Avril est la saison des mangues au Burkina Faso. Charnues, douces, juteuses, elles sont le délice des enfants. Lorsque nous arrivons à Kokoligou, le village est en deuil. Une fillette de dix ans s’est tuée en chutant d’un manguier. Notre ami, Dieudonné Hien, nous présente son frère, chef du village, qui s’excuse de ne pouvoir nous accueillir comme tous l’auraient souhaité : dans la joie.
L’hospitalité, en Afrique de l’Ouest, n’est pas un vain mot. Une fois bue « l’eau de l’étranger » (je reviendrai sur cette coutume dans un autre article), le voyageur est toujours bien reçu. Les présentations réciproques sont la règle et inaugurent toute conversation. Chacun prend des nouvelles des familles respectives, formule des souhaits pour l’autre, laisse un peu de place aux silences, avant que ne commencent les échanges, la palabre. N’importe quel Africain saura par ailleurs vous remercier d’être allé jusqu’à lui, d’être venu de si loin. La jambe, dit l’adage, est la daba qui sarcle l’amitié.
À Libiélé, les femmes de l’association « Lève-toi et marche » nous gratifient de danses et de chants. Toute la journée en sera rythmée. À Kari, nouveau lieu de résidence de notre ami Amadou Bakouan, la voiture se fraie un chemin dans la foule des enfants de l’école criant à l’unisson : « Bienvenue ! Bienvenue ! » Après la fête, nous visitons la mosquée. À Djindjerma, enfin, les habituels youyous accueillent notre délégation. La vieille dame que nous connaissons bien est toujours là, vaillante autant qu’il est possible, un modèle de résistance physique et un grand sens de la convivialité !
Ce serait une erreur d’interpréter ces festivités comme du folklore. Nous sommes certes connus et reconnus, remerciés pour l’intérêt que nous portons à nos hôtes. Mais il y a ici la manifestation plus ample d’une façon de vivre en communauté. Cela dépasse de loin le cadre anecdotique de notre court passage. Le regretté Michel Tournier l’expliquait parfaitement dans une de ses pages : tout d’abord, « dans ces pays, rarement un sourire adressé à un inconnu reste sans réponse. Il vous revient aussitôt, comme la colombe de l’arche de Noé fleurie d’un rameau d’olivier. » Puis, comparant la société occidentale d’antan et les pays dits sous-développés (on dirait aujourd’hui pays en voie de développement ) : « Il y a encore moins d’un siècle, l’Européen était lié par sa famille, sa religion, son village ou le quartier de sa ville, la profession de son père. Tout cela pesait sur lui et s’opposait à des changements radicaux et à des options libres. C’est à peine s’il choisissait sa femme, et il ne pouvait guère en changer. Et toutes ces sujétions s’aggravaient du poids des contraintes économiques dans une société de pénurie et d’âpreté. Mais cette servitude soutenait et réchauffait en même temps qu’elle écrasait. On retrouve cela aujourd’hui quand on voyage dans les pays dits sous-développés. Sous-développés ? À coup sûr pas sous l’angle des relations interhumaines.(*)»

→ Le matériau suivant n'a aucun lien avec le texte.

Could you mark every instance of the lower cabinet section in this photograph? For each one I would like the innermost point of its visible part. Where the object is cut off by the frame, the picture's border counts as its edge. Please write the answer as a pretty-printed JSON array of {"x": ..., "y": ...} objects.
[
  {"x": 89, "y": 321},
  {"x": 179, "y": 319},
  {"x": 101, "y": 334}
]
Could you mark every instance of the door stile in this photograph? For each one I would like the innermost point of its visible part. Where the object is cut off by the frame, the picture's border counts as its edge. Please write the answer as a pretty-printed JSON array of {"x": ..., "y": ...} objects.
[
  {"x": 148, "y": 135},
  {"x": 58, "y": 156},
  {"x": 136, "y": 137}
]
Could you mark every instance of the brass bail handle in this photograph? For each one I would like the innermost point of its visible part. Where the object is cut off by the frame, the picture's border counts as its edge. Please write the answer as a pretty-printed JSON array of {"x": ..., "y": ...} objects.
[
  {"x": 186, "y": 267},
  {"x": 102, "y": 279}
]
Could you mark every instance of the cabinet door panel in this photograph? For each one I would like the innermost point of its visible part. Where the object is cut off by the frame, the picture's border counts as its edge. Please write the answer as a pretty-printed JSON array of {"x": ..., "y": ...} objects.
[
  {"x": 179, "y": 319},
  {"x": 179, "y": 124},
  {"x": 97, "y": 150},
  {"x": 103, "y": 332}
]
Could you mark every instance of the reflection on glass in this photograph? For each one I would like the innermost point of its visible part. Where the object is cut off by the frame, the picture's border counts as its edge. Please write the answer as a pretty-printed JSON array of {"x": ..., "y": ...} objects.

Kokoligou, oui, reçoit bien les étrangers que nous sommes. Les visites donnent lieu à des fêtes. Des poules ou des pintades sont offertes ainsi que de la vannerie, des instruments de musique, toutes sortes de nourriture. Qu’une famille cependant vienne à connaître le malheur, et c’est le village tout entier qui communie dans la peine. On est ici ensemble, dans la joie et la douleur ; et nous, nous passons puis repartons, plus heureux d’exister, plus riches d’avoir appris.
(*) Michel Tournier, Le vent Paraclet, 1977.
Voilà un nouvel article, et ses précieuses et belles photos. Pour qui était là bas il y a quelques jours, cette série d’articles est un rendez vous fort attendu ! Merci Alain de mettre en mots, et si bien, ce que nous avons vécu durant ce voyage. Le thème de cet article, l’hospitalité, et l’attention portée à la relation humaine par les Africains en général, me touche particulièrement. Lorsqu’on revient du Burkina, c’est de cette chaleur humaine avant tout dont on se souvient, avec il faut bien le dire une nostalgie puissante, qui nous accompagne longtemps après le retour ! . N’idéalisons pas : la sujétion est bien présente aussi derrière ces assemblées et ces fêtes de village (les femmes dansent, préparent le repas, mais quand donnent-elles leur avis publiquement ? ) , Mais pour autant je ne suis pas sûre que Michel Tournier nous aide vraiment à mieux comprendre ce que nous voyons en le ramenant ainsi à du connu : les sociétés rurales européennes avant l’exode rural et l’anonymat des villes.